Several years ago, the city and Santa Fe struck a 25-year agreement that allowed the company the opportunity to develop its property west of the Columbia area into a large commercial complex. In exchange for the agreement, which basically removed the City Council's ability to use eminent domain on this property, Santa Fe agreed to clean up a badly blighted area, which it has.
But as part of that agreement, Santa Fe acknowledged CCDC's desire to place 600 residential units per block on four blocks the railroad owns between Pacific Highway and Kettner Boulevard. Santa Fe's recollection of this particular commitment proved vague, however, and it has insisted on constructing a hotel on the property without agreeing to build as many housing units as CCDC wants.
Dealing with Santa Fe, which is the largest private landholder downtown, presents a major challenge. It has a lot to offer, including underutilized rights-of-way that provide an excellent path for trolley service into the downtown area and through the new convention center complex. The company's cooperation along the west side of our city, particularly in concert with the Navy, will be the final test for the successful development of that side of downtown.
The third major concern is the future of CCDC itself. A decade ago, when Mayor Pete Wilson was leading the charge for downtown revitalization, CCDC was the lead city agency in that effort. I would hate to see that role diminished and the still-incomplete redevelopment mission become diffused as various city departments and agencies get stronger voices.

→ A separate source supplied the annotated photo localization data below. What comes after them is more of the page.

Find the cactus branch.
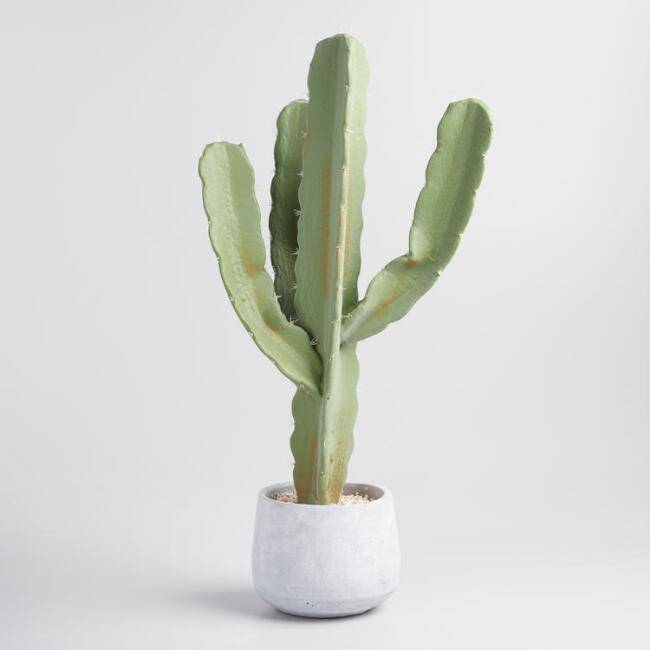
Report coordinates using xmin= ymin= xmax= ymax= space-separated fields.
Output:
xmin=341 ymin=99 xmax=492 ymax=344
xmin=199 ymin=142 xmax=322 ymax=394
xmin=269 ymin=100 xmax=308 ymax=322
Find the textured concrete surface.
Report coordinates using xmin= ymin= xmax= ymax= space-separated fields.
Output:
xmin=252 ymin=483 xmax=400 ymax=617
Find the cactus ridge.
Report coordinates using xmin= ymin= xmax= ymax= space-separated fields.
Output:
xmin=199 ymin=34 xmax=491 ymax=504
xmin=341 ymin=99 xmax=492 ymax=344
xmin=199 ymin=142 xmax=322 ymax=394
xmin=269 ymin=100 xmax=307 ymax=323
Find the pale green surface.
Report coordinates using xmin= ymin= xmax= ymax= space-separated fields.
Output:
xmin=294 ymin=34 xmax=367 ymax=341
xmin=199 ymin=142 xmax=321 ymax=394
xmin=269 ymin=100 xmax=307 ymax=323
xmin=290 ymin=345 xmax=359 ymax=504
xmin=199 ymin=37 xmax=491 ymax=504
xmin=341 ymin=99 xmax=492 ymax=344
xmin=291 ymin=34 xmax=368 ymax=503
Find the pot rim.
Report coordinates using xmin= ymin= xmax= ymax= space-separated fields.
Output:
xmin=258 ymin=481 xmax=390 ymax=508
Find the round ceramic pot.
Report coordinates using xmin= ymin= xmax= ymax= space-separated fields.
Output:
xmin=251 ymin=482 xmax=400 ymax=618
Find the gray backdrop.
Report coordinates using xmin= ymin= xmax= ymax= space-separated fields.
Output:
xmin=1 ymin=1 xmax=648 ymax=648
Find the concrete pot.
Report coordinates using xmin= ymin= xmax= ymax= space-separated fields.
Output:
xmin=251 ymin=482 xmax=400 ymax=618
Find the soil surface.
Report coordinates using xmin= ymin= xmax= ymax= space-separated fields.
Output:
xmin=271 ymin=490 xmax=372 ymax=505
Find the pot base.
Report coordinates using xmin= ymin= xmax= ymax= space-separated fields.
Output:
xmin=259 ymin=590 xmax=393 ymax=618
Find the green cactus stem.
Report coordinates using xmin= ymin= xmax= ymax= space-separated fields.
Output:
xmin=199 ymin=143 xmax=321 ymax=394
xmin=199 ymin=34 xmax=491 ymax=504
xmin=269 ymin=100 xmax=307 ymax=323
xmin=289 ymin=35 xmax=368 ymax=504
xmin=341 ymin=99 xmax=491 ymax=344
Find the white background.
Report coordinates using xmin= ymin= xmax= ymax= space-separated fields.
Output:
xmin=1 ymin=1 xmax=648 ymax=648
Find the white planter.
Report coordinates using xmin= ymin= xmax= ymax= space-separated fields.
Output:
xmin=252 ymin=482 xmax=400 ymax=618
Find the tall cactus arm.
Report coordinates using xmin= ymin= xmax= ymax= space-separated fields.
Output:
xmin=341 ymin=99 xmax=492 ymax=344
xmin=291 ymin=34 xmax=368 ymax=503
xmin=199 ymin=142 xmax=322 ymax=394
xmin=269 ymin=100 xmax=308 ymax=322
xmin=295 ymin=34 xmax=367 ymax=343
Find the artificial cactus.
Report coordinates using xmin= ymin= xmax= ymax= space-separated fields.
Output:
xmin=199 ymin=34 xmax=491 ymax=504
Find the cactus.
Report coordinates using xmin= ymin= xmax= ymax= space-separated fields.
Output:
xmin=199 ymin=34 xmax=491 ymax=504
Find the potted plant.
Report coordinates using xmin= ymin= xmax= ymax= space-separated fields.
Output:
xmin=198 ymin=33 xmax=491 ymax=618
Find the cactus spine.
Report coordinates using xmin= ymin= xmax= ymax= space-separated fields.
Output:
xmin=199 ymin=34 xmax=491 ymax=504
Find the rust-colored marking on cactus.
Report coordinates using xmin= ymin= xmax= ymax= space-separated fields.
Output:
xmin=294 ymin=427 xmax=319 ymax=504
xmin=337 ymin=206 xmax=346 ymax=279
xmin=342 ymin=158 xmax=355 ymax=276
xmin=321 ymin=158 xmax=332 ymax=297
xmin=309 ymin=434 xmax=319 ymax=475
xmin=330 ymin=475 xmax=343 ymax=501
xmin=243 ymin=258 xmax=258 ymax=277
xmin=376 ymin=290 xmax=397 ymax=314
xmin=327 ymin=435 xmax=349 ymax=501
xmin=405 ymin=257 xmax=419 ymax=269
xmin=265 ymin=319 xmax=280 ymax=333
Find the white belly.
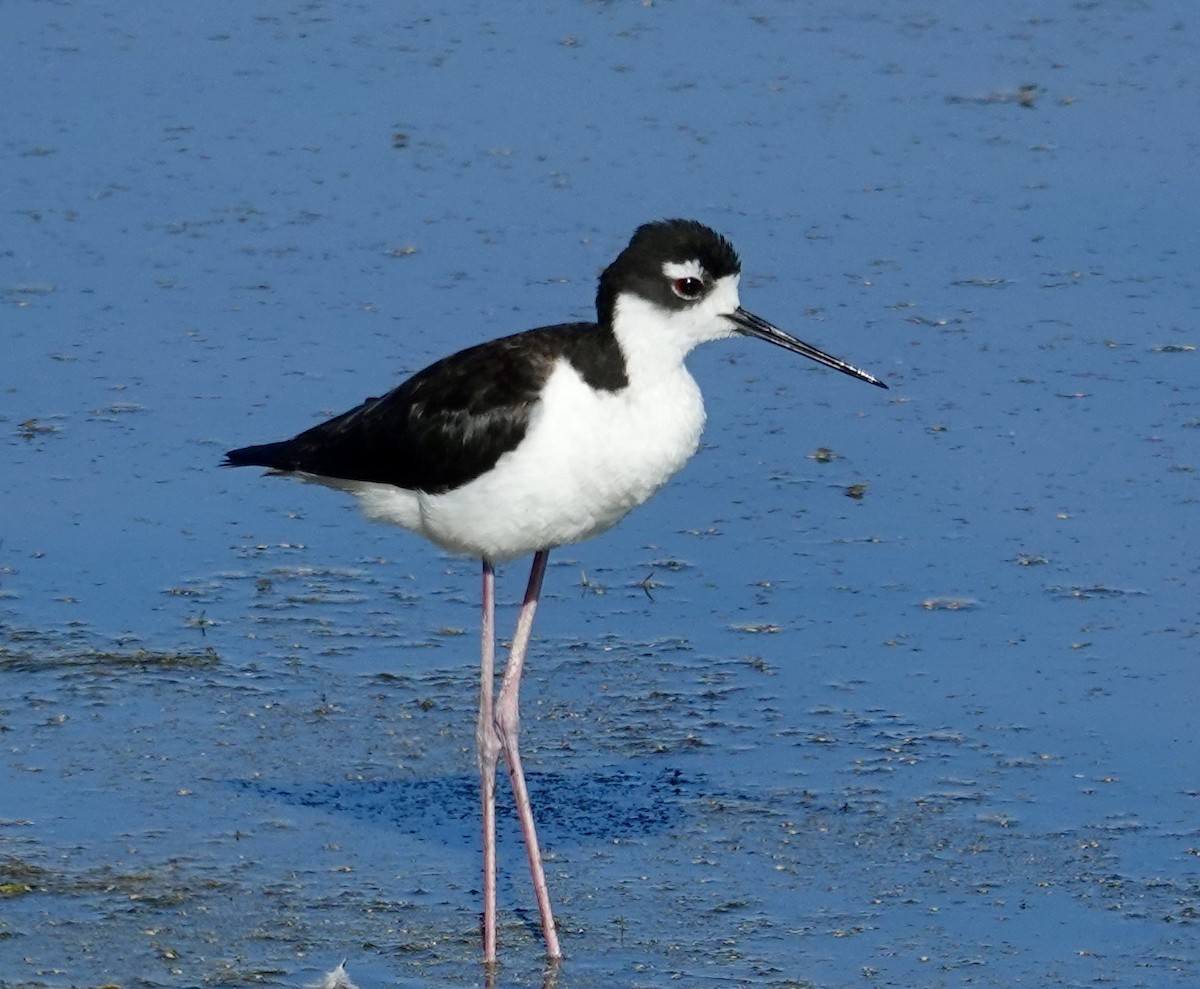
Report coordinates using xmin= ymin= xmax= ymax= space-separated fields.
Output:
xmin=330 ymin=360 xmax=706 ymax=562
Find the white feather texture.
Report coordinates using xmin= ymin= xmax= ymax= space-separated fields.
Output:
xmin=317 ymin=275 xmax=743 ymax=562
xmin=306 ymin=962 xmax=358 ymax=989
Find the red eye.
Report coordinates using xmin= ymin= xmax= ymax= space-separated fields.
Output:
xmin=671 ymin=276 xmax=704 ymax=300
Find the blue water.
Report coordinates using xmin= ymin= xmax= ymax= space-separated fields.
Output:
xmin=2 ymin=2 xmax=1197 ymax=987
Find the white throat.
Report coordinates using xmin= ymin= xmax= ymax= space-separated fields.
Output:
xmin=610 ymin=272 xmax=742 ymax=376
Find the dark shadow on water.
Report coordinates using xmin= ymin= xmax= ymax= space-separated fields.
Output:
xmin=234 ymin=766 xmax=696 ymax=846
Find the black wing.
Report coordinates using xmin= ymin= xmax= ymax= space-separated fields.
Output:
xmin=224 ymin=322 xmax=621 ymax=494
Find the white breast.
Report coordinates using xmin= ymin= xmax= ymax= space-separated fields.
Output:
xmin=325 ymin=275 xmax=743 ymax=562
xmin=417 ymin=357 xmax=705 ymax=561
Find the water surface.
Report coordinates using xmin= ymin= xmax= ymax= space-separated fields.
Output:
xmin=2 ymin=2 xmax=1196 ymax=987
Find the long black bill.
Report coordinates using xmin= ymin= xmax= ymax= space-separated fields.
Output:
xmin=726 ymin=307 xmax=888 ymax=389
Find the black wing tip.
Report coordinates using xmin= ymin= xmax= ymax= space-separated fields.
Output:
xmin=223 ymin=442 xmax=283 ymax=469
xmin=871 ymin=377 xmax=889 ymax=390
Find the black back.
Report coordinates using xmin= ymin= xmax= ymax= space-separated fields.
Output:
xmin=225 ymin=219 xmax=738 ymax=494
xmin=224 ymin=322 xmax=628 ymax=494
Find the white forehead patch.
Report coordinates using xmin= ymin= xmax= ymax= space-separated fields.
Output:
xmin=708 ymin=272 xmax=741 ymax=314
xmin=662 ymin=259 xmax=707 ymax=281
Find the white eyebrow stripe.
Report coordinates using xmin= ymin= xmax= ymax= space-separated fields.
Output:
xmin=662 ymin=259 xmax=707 ymax=281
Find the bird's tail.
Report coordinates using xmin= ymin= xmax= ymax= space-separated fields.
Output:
xmin=222 ymin=440 xmax=298 ymax=470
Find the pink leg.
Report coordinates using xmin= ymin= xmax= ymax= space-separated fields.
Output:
xmin=476 ymin=559 xmax=501 ymax=964
xmin=495 ymin=549 xmax=562 ymax=959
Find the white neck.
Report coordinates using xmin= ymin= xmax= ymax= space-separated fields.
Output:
xmin=610 ymin=273 xmax=742 ymax=377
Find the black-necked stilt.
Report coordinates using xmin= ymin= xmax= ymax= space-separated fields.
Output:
xmin=224 ymin=219 xmax=886 ymax=963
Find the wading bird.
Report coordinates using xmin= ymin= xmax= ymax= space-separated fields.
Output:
xmin=224 ymin=218 xmax=886 ymax=962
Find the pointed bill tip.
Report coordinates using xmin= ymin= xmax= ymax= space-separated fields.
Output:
xmin=727 ymin=308 xmax=888 ymax=390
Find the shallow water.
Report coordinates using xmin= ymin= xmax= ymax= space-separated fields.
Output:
xmin=2 ymin=2 xmax=1197 ymax=987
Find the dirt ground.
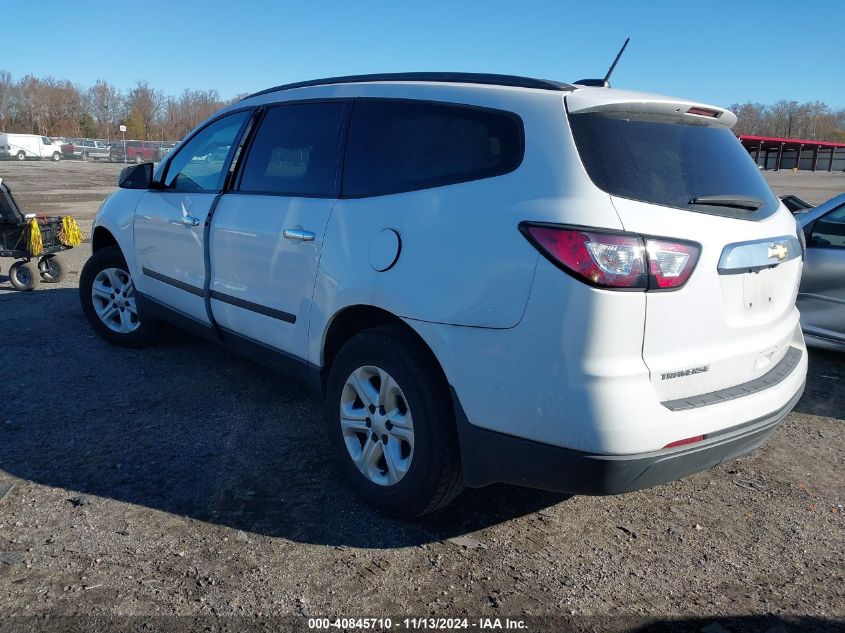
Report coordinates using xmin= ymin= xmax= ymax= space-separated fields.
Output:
xmin=0 ymin=160 xmax=843 ymax=632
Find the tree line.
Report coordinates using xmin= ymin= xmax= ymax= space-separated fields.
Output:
xmin=0 ymin=70 xmax=240 ymax=142
xmin=730 ymin=100 xmax=845 ymax=141
xmin=3 ymin=69 xmax=844 ymax=144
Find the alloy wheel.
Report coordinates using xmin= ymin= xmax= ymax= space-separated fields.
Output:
xmin=91 ymin=267 xmax=140 ymax=334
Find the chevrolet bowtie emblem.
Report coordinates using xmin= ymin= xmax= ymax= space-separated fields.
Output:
xmin=768 ymin=242 xmax=789 ymax=261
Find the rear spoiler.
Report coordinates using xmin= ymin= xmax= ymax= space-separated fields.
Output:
xmin=566 ymin=90 xmax=736 ymax=129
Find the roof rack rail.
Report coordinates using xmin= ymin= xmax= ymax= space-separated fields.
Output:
xmin=241 ymin=72 xmax=575 ymax=100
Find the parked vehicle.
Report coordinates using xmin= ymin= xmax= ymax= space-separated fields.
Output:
xmin=0 ymin=133 xmax=62 ymax=161
xmin=61 ymin=139 xmax=111 ymax=161
xmin=158 ymin=143 xmax=178 ymax=160
xmin=79 ymin=72 xmax=808 ymax=517
xmin=109 ymin=140 xmax=158 ymax=163
xmin=796 ymin=193 xmax=845 ymax=351
xmin=780 ymin=194 xmax=814 ymax=214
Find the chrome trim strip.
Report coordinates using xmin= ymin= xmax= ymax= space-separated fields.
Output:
xmin=717 ymin=235 xmax=802 ymax=274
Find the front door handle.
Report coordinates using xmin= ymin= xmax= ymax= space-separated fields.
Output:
xmin=283 ymin=228 xmax=315 ymax=242
xmin=170 ymin=215 xmax=200 ymax=227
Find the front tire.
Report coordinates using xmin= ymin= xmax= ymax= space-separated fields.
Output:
xmin=52 ymin=152 xmax=61 ymax=162
xmin=8 ymin=261 xmax=39 ymax=291
xmin=79 ymin=246 xmax=157 ymax=347
xmin=326 ymin=326 xmax=464 ymax=517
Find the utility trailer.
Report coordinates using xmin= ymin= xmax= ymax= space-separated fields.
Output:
xmin=0 ymin=178 xmax=75 ymax=291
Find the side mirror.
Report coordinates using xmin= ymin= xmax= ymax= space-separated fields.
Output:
xmin=118 ymin=162 xmax=153 ymax=189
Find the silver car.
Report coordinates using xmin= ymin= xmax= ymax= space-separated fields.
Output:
xmin=797 ymin=193 xmax=845 ymax=351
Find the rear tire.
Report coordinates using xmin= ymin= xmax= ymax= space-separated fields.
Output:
xmin=325 ymin=325 xmax=464 ymax=517
xmin=79 ymin=245 xmax=158 ymax=347
xmin=81 ymin=152 xmax=89 ymax=161
xmin=9 ymin=261 xmax=39 ymax=291
xmin=16 ymin=151 xmax=25 ymax=161
xmin=38 ymin=255 xmax=66 ymax=283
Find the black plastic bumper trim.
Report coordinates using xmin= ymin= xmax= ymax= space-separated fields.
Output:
xmin=141 ymin=267 xmax=203 ymax=296
xmin=209 ymin=290 xmax=296 ymax=324
xmin=453 ymin=381 xmax=804 ymax=495
xmin=141 ymin=266 xmax=296 ymax=324
xmin=661 ymin=346 xmax=803 ymax=411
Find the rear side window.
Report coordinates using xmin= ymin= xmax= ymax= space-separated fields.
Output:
xmin=568 ymin=112 xmax=779 ymax=219
xmin=238 ymin=102 xmax=347 ymax=196
xmin=810 ymin=204 xmax=845 ymax=248
xmin=343 ymin=100 xmax=523 ymax=197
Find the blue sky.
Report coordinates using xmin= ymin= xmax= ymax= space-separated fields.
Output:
xmin=5 ymin=0 xmax=844 ymax=108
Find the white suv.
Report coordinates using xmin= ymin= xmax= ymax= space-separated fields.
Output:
xmin=80 ymin=73 xmax=807 ymax=517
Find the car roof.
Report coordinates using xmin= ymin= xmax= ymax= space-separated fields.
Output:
xmin=242 ymin=72 xmax=575 ymax=100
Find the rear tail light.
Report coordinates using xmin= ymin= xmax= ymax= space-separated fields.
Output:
xmin=647 ymin=239 xmax=700 ymax=289
xmin=520 ymin=223 xmax=700 ymax=291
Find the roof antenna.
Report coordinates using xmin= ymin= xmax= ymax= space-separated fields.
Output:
xmin=575 ymin=37 xmax=630 ymax=88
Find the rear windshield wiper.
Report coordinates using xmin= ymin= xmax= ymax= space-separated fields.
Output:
xmin=689 ymin=195 xmax=763 ymax=211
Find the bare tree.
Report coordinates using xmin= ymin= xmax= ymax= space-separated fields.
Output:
xmin=0 ymin=70 xmax=14 ymax=131
xmin=731 ymin=100 xmax=845 ymax=142
xmin=88 ymin=80 xmax=123 ymax=141
xmin=729 ymin=102 xmax=767 ymax=136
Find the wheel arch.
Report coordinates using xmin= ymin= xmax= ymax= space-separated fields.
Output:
xmin=92 ymin=226 xmax=119 ymax=253
xmin=320 ymin=305 xmax=448 ymax=392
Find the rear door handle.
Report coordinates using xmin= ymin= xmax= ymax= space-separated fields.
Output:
xmin=283 ymin=228 xmax=315 ymax=242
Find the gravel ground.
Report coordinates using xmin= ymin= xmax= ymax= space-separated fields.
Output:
xmin=0 ymin=161 xmax=843 ymax=632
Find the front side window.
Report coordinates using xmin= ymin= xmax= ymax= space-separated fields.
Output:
xmin=163 ymin=110 xmax=250 ymax=192
xmin=342 ymin=100 xmax=523 ymax=197
xmin=238 ymin=102 xmax=348 ymax=196
xmin=810 ymin=204 xmax=845 ymax=248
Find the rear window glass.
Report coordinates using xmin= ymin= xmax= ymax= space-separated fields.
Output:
xmin=343 ymin=100 xmax=523 ymax=197
xmin=568 ymin=112 xmax=779 ymax=219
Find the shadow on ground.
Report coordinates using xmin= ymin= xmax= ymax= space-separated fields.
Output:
xmin=0 ymin=286 xmax=569 ymax=548
xmin=793 ymin=347 xmax=844 ymax=421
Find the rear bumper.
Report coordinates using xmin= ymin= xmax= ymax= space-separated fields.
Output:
xmin=454 ymin=381 xmax=804 ymax=495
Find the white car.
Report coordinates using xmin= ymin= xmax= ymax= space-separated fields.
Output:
xmin=79 ymin=73 xmax=808 ymax=516
xmin=0 ymin=133 xmax=62 ymax=161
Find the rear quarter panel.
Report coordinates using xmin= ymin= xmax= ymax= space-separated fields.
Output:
xmin=302 ymin=83 xmax=623 ymax=367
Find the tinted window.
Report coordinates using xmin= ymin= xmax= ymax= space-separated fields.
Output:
xmin=343 ymin=100 xmax=523 ymax=197
xmin=163 ymin=111 xmax=249 ymax=192
xmin=568 ymin=112 xmax=779 ymax=219
xmin=238 ymin=102 xmax=347 ymax=196
xmin=810 ymin=204 xmax=845 ymax=248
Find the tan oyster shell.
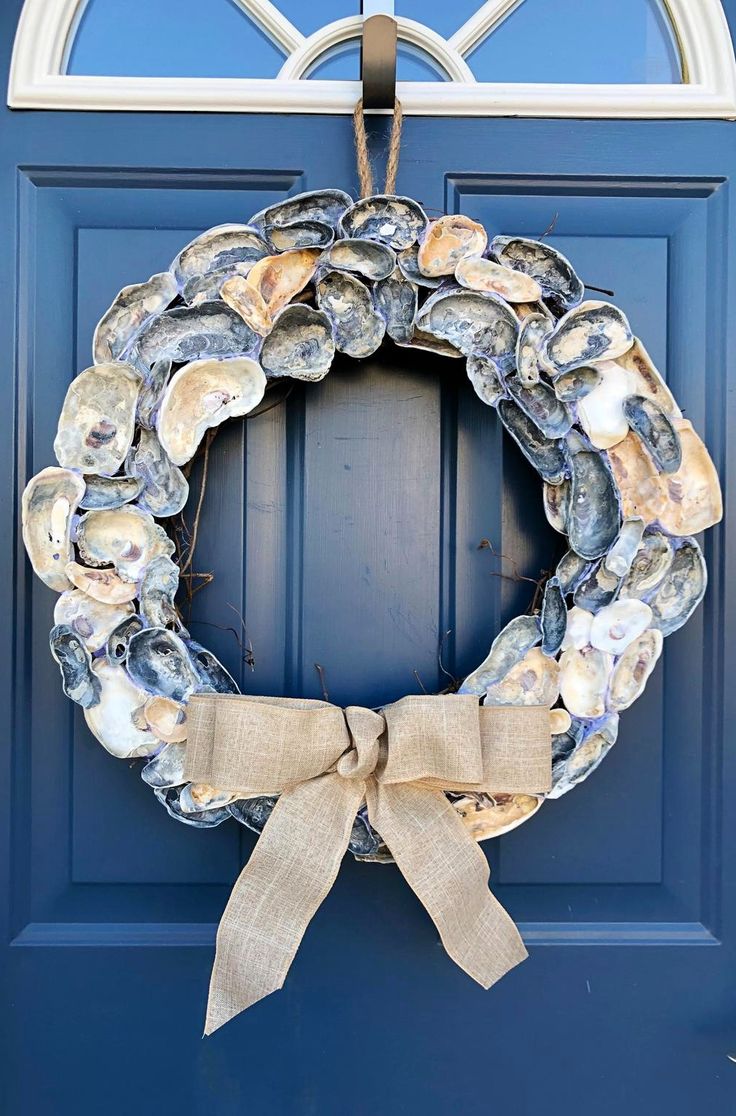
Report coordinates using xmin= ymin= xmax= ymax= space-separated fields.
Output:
xmin=588 ymin=599 xmax=653 ymax=654
xmin=657 ymin=420 xmax=722 ymax=535
xmin=143 ymin=696 xmax=188 ymax=743
xmin=179 ymin=783 xmax=239 ymax=813
xmin=84 ymin=660 xmax=159 ymax=758
xmin=220 ymin=275 xmax=273 ymax=335
xmin=65 ymin=561 xmax=139 ymax=603
xmin=549 ymin=707 xmax=572 ymax=735
xmin=452 ymin=792 xmax=543 ymax=841
xmin=484 ymin=647 xmax=560 ymax=707
xmin=455 ymin=256 xmax=541 ymax=302
xmin=616 ymin=338 xmax=681 ymax=419
xmin=157 ymin=356 xmax=266 ymax=466
xmin=54 ymin=363 xmax=141 ymax=476
xmin=417 ymin=215 xmax=487 ymax=278
xmin=559 ymin=647 xmax=614 ymax=719
xmin=54 ymin=589 xmax=134 ymax=652
xmin=577 ymin=360 xmax=635 ymax=449
xmin=22 ymin=466 xmax=85 ymax=591
xmin=543 ymin=480 xmax=569 ymax=533
xmin=607 ymin=628 xmax=663 ymax=713
xmin=244 ymin=248 xmax=320 ymax=317
xmin=76 ymin=505 xmax=174 ymax=582
xmin=607 ymin=432 xmax=668 ymax=524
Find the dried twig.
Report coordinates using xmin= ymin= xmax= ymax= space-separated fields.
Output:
xmin=539 ymin=212 xmax=559 ymax=239
xmin=314 ymin=663 xmax=330 ymax=702
xmin=477 ymin=537 xmax=551 ymax=615
xmin=413 ymin=669 xmax=428 ymax=694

Finally, as the city enters the next phase of redevelopment, it needs to seek and listen to the many resources that are available, including those from out of town. The Urban Land Institute panel that will study San Diego is an excellent example. While all may not agree with its recommendations, none should fault its independence, qualifications or good intentions.
Our city's success in the past, as satisfying as it has been, could have been better. Our renaissance has not yet produced a commercial building of such architectural quality as to stand out. Cities are identified with their skylines and by the individuality that each building in the skyline creates. Our buildings are, for the most part, glass cubes and from a distance seem to be of similar heights, giving the appearance of a city with a Marine Corps recruit's haircut.
We can improve on yesterday. But we must be willing to listen to good advice and to deviate from the safe course in the hope of achieving an even more vital and aesthetically interesting downtown.